Ha accompagnato il suo messaggio con immagini di cerimonie in diverse università del paese, dove gli studenti mostrano felici i loro titoli di laurea.
Lo que il tweet omette è il contesto reale in cui si è svolto questo corso 2025-2026: un anno caratterizzato da blackout di fino a 50 ore consecutive, sospensioni massicce delle lezioni e decisioni d'emergenza che mettono a nudo il collasso del settore.
Il governo ha dovuto annullare gli esami di ammissione all'università per l'anno scolastico 2026-2027, annunciato il 20 maggio, sostituendoli con la media dei voti accumulati nel corso preuniversitario a causa dell'impossibilità di garantire condizioni minime per le prove.
Poco dopo, le autorità hanno anticipato la fine dell'anno scolastico al periodo dal 15 al 30 giugno, anche a causa della crisi energetica e della mancanza di carburante.
La Università di Holguín ha sospeso completamente le lezioni dal 6 febbraio fino a marzo 2026. La Università dell'Oriente ha organizzato la sua cerimonia di laurea provinciale il 15 e 16 giugno, ma non ha potuto trasferire gli studenti di Granma, Holguín e Guantánamo presso la sede centrale a causa della mancanza di carburante, consegnando loro i diplomi nei propri territori.
Il 5 marzo, sono state sospese le lezioni a tutti i livelli dell'Avana, compresi i circoli infantili, a seguito di un blackout massiccio causato da un guasto nella centrale Antonio Guiteras.
A questo quadro si aggiunge un deficit di 24.000 insegnanti —il 12,5% dei posti vacanti— con salari compresi tra otto e venti dollari mensili al cambio informale.
La reazione dei cubani al tweet di Díaz-Canel è stata per lo più critica. «Sai quanti laureati ci sono che sopravvivono per strada?
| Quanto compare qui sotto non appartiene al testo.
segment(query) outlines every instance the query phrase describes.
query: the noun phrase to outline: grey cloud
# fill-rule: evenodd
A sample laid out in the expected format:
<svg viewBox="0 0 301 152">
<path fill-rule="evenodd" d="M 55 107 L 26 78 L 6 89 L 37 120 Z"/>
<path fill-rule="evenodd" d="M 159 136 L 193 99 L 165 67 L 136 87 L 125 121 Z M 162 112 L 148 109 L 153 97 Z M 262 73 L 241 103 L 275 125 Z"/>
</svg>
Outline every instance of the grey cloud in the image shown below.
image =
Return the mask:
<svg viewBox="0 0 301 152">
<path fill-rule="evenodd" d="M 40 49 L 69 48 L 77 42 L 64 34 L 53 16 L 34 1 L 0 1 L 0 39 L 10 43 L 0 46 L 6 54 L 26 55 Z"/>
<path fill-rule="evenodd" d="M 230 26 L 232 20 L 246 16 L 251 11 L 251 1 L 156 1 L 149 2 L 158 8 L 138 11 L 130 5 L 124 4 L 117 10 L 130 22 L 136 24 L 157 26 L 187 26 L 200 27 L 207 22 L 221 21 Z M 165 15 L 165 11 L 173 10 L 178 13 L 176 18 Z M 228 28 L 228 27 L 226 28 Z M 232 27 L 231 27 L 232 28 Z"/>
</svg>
Facendo qualsiasi cosa che gli porti più soldi della loro professione. I nostri professionisti sono frustrati, a meno che non siano dirigenti», ha risposto un utente.
Altri commenti hanno evidenziato lo stesso concetto: «E poi non hanno lavoro, che ironia».
Un'altra persona ha sottolineato la fuga di cervelli che il paese sta subendo da decenni: «Più della metà di quei laureati lascerà Cuba».
La realtà dietro le parole di Díaz-Canel ha dati concreti: Cuba ha perso più di 30.000 medici tra il 2021 e il 2024, e si stima che 545.000 cubani siano emigrati solo nel 2025, con prevalenza nella fascia di età tra i 20 e i 40 anni, precisamente una parte della generazione che oggi riceve diplomi.